Ce message appelle une libre adhésion et un changement de vie. « Que devons-nous faire ? » demandent les auditeurs qui ont entendu le discours de Pierre « Convertissez-vous ; que chacun reçoive le baptême au nom de Jésus-Christ pour le pardon de ses péchés, et vous recevrez le don du Saint-Esprit » Ac 2,38. En étant baptisés enfants et ayant toujours baigné dedans, nous ne sommes pas toujours conscient du changement de vie que la foi engendre. Le témoignage des catéchumènes ou des « recommençant » nous éclaire car eux ont bien compris qu’ils ne découvrent pas seulement un message dans l’Evangile mais le Dieu vivant en la personne de Jésus. Ce changement de vie radical apparaît encore plus fort dans des cas extrême comme des détenus qui demandent le baptême (cf. le détenu que j’ai baptisé et confirmé dans la Maison d’Arrêt de Gradignan lorsque j’étais encore à Bordeaux). Il avait bien conscience que demander le baptême signifiait clairement reconnaître le mal commis, demander pardon à ses victimes et à leur famille, assumer la peine que la justice lui avait donnée et renoncer à une manière de vivre qui serait en contradiction avec l’Evangile. Mais un vrai changement de vie qui n’est envisageable qu’avec la grâce extraordinaire qu’il a découverte dans l’accueil de la Bonne Nouvelle et la joie de se savoir aimé de Dieu malgré son péché. Il a entendu la Bonne Nouvelle mais il a aussi été touché par l’Esprit-Saint qui a révélé l’amour de Dieu en la personne de Jésus qu’il découvre comme vivant aujourd’hui. Adilson (baptisé et confirmé dans la prison) a écrit : « Dieu nous aime : voilà la source de la vraie joie. Même lorsque l’on a tout ce que l’on désire, on est parfois malheureux. On peut au contraire être privé de tout et même de la liberté ou de la santé, et être dans la paix et dans la joie si, dans notre cœur, il y a Dieu. C’est donc là que réside le secret : il faut que Dieu occupe toujours la première place dans notre vie. ».

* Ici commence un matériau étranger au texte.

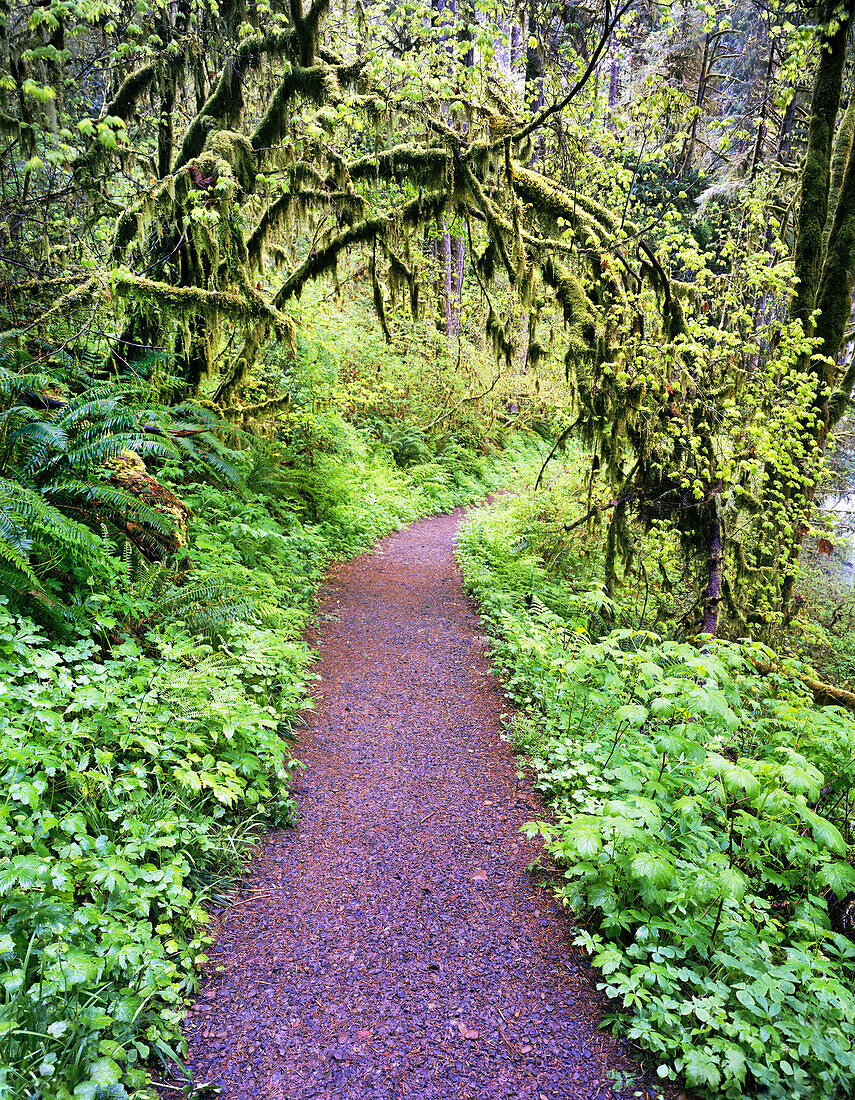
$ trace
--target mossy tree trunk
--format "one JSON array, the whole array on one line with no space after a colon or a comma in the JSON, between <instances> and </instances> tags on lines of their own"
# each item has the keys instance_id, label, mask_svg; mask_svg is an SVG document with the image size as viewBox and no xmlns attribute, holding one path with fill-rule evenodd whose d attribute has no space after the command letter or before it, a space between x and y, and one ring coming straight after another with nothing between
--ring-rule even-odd
<instances>
[{"instance_id":1,"label":"mossy tree trunk","mask_svg":"<svg viewBox=\"0 0 855 1100\"><path fill-rule=\"evenodd\" d=\"M838 147L845 145L846 148L836 158L836 171L832 170L847 43L854 14L855 0L846 0L842 6L835 0L827 0L823 5L826 30L820 39L807 150L800 179L795 248L797 284L790 315L801 322L806 334L817 340L816 353L803 355L801 361L802 371L812 377L814 398L805 420L799 425L806 453L802 468L795 478L779 468L772 468L768 475L773 493L780 500L795 498L794 511L798 511L801 500L802 516L794 523L789 561L781 586L781 602L787 614L795 584L795 565L806 530L805 521L816 492L815 470L828 432L835 418L842 415L855 382L855 376L849 380L838 379L836 366L845 323L851 313L855 278L855 163L848 117L844 117L838 134ZM845 169L842 169L844 163ZM836 190L838 185L839 190ZM817 310L819 313L815 317ZM839 391L841 382L848 386L845 394ZM833 393L835 399L830 400ZM781 467L785 465L782 463Z\"/></svg>"}]
</instances>

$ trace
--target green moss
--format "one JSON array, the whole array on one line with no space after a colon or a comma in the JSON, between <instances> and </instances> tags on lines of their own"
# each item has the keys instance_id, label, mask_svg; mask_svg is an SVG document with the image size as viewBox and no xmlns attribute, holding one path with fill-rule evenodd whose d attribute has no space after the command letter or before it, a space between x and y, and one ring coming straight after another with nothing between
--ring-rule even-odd
<instances>
[{"instance_id":1,"label":"green moss","mask_svg":"<svg viewBox=\"0 0 855 1100\"><path fill-rule=\"evenodd\" d=\"M223 66L216 88L187 128L172 171L178 172L205 147L208 134L222 122L235 124L243 112L243 80L257 69L264 57L281 56L292 41L292 32L275 31L252 35L235 50L231 63Z\"/></svg>"},{"instance_id":2,"label":"green moss","mask_svg":"<svg viewBox=\"0 0 855 1100\"><path fill-rule=\"evenodd\" d=\"M541 268L543 281L551 287L561 306L566 327L575 330L588 351L597 334L594 311L581 282L563 264L550 256Z\"/></svg>"},{"instance_id":3,"label":"green moss","mask_svg":"<svg viewBox=\"0 0 855 1100\"><path fill-rule=\"evenodd\" d=\"M826 23L837 11L829 0L824 5ZM833 33L824 34L820 46L813 98L811 101L808 144L802 168L799 214L796 236L796 276L798 285L791 305L791 315L812 330L811 314L816 305L823 254L823 235L828 218L828 192L831 181L831 145L840 107L846 41L852 23L852 9L847 5L842 19L832 24Z\"/></svg>"},{"instance_id":4,"label":"green moss","mask_svg":"<svg viewBox=\"0 0 855 1100\"><path fill-rule=\"evenodd\" d=\"M405 143L382 153L360 157L348 165L350 178L407 180L416 187L438 188L448 169L445 148L423 148Z\"/></svg>"},{"instance_id":5,"label":"green moss","mask_svg":"<svg viewBox=\"0 0 855 1100\"><path fill-rule=\"evenodd\" d=\"M341 89L335 72L326 65L297 67L283 78L253 132L251 143L256 152L282 140L291 121L290 104L297 96L318 105L337 102Z\"/></svg>"}]
</instances>

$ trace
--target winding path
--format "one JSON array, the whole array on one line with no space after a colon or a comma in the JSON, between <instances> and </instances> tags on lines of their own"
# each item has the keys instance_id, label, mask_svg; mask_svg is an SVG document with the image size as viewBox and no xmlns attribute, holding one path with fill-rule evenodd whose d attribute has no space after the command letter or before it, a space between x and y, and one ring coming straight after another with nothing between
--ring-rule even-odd
<instances>
[{"instance_id":1,"label":"winding path","mask_svg":"<svg viewBox=\"0 0 855 1100\"><path fill-rule=\"evenodd\" d=\"M337 566L296 789L218 926L189 1064L222 1100L607 1100L635 1067L526 873L540 811L452 556L459 513ZM218 969L219 968L219 969ZM623 1079L623 1089L619 1087ZM615 1082L618 1085L615 1085Z\"/></svg>"}]
</instances>

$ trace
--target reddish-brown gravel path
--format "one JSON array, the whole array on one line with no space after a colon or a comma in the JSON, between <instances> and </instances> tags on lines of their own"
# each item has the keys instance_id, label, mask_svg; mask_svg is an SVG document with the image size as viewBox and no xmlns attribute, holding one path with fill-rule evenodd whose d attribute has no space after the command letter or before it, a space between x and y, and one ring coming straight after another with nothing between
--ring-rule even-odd
<instances>
[{"instance_id":1,"label":"reddish-brown gravel path","mask_svg":"<svg viewBox=\"0 0 855 1100\"><path fill-rule=\"evenodd\" d=\"M298 829L222 915L187 1024L222 1100L606 1100L633 1066L526 873L540 812L452 557L459 515L336 567ZM220 967L221 969L217 969ZM646 1091L646 1090L645 1090Z\"/></svg>"}]
</instances>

Cela m’amène à une première réflexion sur la nécessité pour la famille de se laisser toucher par le kérygme : La découverte de l’amour de Dieu et de sa manifestation en Jésus ressuscité, puis l’adhésion personnelle au Christ dans la foi induit un changement de vie. Quand Jésus s’invite chez Zachée, c’est ce geste d’amour et cette rencontre qui met en lumière le péché de Zachée et qui provoque sa conversion. Si la rencontre du Christ ne précède pas l’appel à la conversion, c’est une loi de plus qui s’impose de l’extérieur. Cet appel apparaît comme une contrainte. C’est pourquoi la leçon de morale est souvent difficilement recevable s’il n’y a pas d’abord la découverte de l’amour de Dieu dans sa vie et s’il n’y a pas la découverte aussi que c’est en raison de l’amour de Dieu à mon égard qu’un changement de vie s’impose. Cela doit venir de l’intérieur. Car l’amour de Dieu appelle une réciprocité d’amour et un engagement. L’Evangile est donc d’abord une Bonne Nouvelle qui ouvre à la vraie vie avant d’être un code de bonne conduite. La conversion, et donc le changement de comportement vis-à-vis des autres, en est une conséquence heureuse. La foi entraîne la charité et le don de soi.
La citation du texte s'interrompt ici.